By Andrew Miles, Tennis Professional
We've all heard the importance of a proper warm-up routine. But are you doing it consistently and efficiently, or are you rushing through it with a lack of focus? Do you perform a dynamic warm-up before practice sessions or only before matches? Whether you're a recreational player or a competitive college player, tennis is a rigorous, total-body sport that requires an efficient warm-up to prepare the mind and body. A proper tennis warm-up is often neglected or not taken seriously enough, leading to nagging injuries that can easily be avoided. Don't wait for an injury to occur to get serious about stretching and warming up!
1. Light Cardio Warm-up
Perform some type of cardio activity for 5 minutes to warm your body and increase your heart rate and blood circulation. You should break a light sweat so your muscles are activated and your nervous system is alert.
Exercises to try: Jogging (forward, backward, lateral), skipping, jumping rope, jumping jacks, butt kicks, side shuffle steps, carioca steps
2. Dynamic Stretching
Dynamic stretching involves movements (such as wide arm circles) that more closely resemble what the body does during sports activities, but without the bouncing often involved in static stretching. Perform dynamic range-of-motion exercises after your cardio warm-up for 10 minutes to awaken your muscles & joints. Incorporate multi-directional movements that mimic the movements you'll be making on the court.

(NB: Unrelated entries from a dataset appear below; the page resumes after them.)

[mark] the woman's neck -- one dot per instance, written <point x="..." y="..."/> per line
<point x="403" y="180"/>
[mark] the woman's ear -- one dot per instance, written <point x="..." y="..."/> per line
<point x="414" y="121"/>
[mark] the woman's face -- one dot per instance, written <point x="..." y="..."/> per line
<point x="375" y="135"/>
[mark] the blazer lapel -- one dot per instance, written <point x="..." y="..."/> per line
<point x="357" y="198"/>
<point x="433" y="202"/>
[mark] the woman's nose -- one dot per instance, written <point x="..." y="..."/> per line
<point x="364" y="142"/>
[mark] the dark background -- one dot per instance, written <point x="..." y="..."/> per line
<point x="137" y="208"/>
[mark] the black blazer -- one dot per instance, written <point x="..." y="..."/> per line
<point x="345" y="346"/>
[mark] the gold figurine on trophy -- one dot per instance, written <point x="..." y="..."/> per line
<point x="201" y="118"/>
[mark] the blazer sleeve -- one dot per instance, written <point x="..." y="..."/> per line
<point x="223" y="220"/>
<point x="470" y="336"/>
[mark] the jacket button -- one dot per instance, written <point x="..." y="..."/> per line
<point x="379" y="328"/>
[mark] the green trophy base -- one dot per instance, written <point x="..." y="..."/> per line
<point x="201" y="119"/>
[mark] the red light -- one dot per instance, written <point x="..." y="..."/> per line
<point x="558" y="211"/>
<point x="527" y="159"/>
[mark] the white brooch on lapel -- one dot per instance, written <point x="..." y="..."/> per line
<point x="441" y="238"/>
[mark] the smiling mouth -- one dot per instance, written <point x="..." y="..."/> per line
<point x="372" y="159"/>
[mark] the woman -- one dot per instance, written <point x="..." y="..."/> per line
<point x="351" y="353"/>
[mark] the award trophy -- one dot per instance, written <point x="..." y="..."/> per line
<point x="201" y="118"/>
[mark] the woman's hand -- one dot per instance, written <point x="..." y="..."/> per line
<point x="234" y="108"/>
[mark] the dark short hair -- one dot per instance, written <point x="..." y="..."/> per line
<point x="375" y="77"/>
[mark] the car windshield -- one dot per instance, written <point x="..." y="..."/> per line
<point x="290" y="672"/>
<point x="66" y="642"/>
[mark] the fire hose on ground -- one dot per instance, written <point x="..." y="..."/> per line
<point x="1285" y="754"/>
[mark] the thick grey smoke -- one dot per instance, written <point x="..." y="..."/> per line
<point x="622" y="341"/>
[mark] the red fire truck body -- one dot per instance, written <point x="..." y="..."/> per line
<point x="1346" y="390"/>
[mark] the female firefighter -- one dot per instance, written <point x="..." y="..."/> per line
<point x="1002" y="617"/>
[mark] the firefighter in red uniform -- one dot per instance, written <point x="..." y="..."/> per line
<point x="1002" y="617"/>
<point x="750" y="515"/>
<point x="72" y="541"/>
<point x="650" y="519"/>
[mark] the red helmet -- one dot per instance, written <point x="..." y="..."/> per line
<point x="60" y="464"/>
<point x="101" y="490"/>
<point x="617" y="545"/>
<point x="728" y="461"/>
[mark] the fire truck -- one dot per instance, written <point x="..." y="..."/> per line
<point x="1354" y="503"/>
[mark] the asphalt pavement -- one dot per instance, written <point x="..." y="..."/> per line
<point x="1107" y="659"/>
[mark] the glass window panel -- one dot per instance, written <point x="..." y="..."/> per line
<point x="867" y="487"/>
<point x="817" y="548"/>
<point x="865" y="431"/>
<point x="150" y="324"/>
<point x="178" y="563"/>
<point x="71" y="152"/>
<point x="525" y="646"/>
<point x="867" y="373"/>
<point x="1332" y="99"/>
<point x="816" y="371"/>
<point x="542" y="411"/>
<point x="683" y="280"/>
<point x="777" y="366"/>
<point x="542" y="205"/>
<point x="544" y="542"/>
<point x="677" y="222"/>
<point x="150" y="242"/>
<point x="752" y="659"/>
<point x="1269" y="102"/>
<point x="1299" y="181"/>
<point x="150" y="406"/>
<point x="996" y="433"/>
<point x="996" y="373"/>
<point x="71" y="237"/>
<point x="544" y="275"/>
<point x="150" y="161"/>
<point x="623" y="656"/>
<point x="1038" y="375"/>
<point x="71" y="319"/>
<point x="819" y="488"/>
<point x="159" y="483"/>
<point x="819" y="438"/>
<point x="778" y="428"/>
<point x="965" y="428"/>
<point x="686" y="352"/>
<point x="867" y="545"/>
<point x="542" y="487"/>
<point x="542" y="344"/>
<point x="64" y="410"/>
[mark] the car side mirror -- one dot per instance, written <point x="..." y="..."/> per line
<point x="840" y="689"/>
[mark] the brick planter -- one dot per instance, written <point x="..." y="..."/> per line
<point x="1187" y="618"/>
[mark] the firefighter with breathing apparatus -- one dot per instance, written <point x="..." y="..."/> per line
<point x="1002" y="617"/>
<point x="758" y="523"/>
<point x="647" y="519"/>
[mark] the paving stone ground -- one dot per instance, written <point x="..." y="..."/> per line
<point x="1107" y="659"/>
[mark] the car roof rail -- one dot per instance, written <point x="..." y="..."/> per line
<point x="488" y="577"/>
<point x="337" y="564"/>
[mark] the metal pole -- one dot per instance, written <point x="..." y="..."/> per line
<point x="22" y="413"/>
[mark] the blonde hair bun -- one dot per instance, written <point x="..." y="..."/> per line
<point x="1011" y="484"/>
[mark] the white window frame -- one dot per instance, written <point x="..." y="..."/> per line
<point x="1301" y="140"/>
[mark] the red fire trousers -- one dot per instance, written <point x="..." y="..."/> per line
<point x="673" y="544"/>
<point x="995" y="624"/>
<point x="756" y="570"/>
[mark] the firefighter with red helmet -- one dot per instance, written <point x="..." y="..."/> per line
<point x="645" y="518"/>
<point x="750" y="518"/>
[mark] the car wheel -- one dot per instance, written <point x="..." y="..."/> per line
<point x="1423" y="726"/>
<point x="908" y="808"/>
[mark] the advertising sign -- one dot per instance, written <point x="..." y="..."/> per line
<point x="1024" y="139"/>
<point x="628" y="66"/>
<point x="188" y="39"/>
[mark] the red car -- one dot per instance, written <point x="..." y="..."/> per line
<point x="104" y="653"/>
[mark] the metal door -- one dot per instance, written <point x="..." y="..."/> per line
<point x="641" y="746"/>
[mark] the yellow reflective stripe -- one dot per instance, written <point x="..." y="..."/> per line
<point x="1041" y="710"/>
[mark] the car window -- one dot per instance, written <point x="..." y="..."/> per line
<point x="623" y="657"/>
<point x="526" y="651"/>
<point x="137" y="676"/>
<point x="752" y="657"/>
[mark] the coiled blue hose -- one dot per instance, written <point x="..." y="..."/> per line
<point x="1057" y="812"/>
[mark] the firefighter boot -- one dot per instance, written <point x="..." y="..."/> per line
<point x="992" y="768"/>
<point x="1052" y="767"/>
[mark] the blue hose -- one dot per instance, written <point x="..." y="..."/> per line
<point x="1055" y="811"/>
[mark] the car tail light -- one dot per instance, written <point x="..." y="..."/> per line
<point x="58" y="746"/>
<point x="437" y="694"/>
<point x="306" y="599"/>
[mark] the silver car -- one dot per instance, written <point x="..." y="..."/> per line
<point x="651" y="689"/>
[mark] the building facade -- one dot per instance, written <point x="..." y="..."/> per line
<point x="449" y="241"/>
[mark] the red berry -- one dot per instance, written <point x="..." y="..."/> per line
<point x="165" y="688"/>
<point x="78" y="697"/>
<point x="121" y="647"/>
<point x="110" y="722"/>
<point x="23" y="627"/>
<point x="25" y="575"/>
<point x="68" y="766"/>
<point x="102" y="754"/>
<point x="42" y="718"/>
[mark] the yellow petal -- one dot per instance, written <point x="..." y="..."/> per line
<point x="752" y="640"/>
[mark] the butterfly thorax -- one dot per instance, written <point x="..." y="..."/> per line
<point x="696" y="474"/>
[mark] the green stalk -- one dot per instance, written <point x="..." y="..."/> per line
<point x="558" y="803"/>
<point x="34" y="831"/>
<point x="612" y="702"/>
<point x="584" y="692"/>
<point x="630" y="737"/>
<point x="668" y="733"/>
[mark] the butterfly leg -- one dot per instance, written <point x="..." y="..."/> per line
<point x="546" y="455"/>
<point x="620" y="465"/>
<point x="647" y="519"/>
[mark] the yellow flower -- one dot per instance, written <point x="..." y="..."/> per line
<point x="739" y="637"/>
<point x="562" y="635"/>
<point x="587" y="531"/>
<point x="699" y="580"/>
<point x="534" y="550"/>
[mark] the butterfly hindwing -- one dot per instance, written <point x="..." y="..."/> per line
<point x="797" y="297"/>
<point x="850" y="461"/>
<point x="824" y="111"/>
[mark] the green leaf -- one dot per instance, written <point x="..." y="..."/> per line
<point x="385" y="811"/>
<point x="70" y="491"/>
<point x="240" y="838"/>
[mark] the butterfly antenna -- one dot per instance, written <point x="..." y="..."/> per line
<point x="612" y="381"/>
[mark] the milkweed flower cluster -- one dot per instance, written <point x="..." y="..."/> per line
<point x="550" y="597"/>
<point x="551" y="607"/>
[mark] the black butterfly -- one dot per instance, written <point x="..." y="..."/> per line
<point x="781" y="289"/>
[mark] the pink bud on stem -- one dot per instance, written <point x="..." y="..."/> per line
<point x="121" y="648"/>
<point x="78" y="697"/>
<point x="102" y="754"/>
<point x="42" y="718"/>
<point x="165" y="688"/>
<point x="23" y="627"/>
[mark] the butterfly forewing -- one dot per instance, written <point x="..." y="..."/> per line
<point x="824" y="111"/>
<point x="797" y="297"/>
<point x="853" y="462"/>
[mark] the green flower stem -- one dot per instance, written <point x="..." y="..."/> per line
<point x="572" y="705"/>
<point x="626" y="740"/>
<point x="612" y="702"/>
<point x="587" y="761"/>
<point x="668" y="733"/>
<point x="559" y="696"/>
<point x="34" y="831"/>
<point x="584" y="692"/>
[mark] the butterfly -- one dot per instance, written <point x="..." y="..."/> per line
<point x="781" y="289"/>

Exercises to try: Forward & backward leg swings, elbow curls, walking lunges, arm hugs, trunk rotations, backwards step overs, straight-leg marches, walking knee hugs
Perform shadow movements for all tennis strokes to stimulate your nervous system and mentally prepare you for your upcoming match or practice session.
4. Post-Play Cool Down
Perform a light cardio cool-down with some static stretching immediately following your tennis session. Light jogging and mini-tennis is a great way to bring your heart rate and breathing rate down. Perform each static stretch for 15-30 seconds and repeat 2-3 times per muscle group to improve flexibility and prevent tightness and soreness. Pay extra attention to areas of the body that are noticeably tight. Utilize a foam roller when you get home to self-massage any sore spots.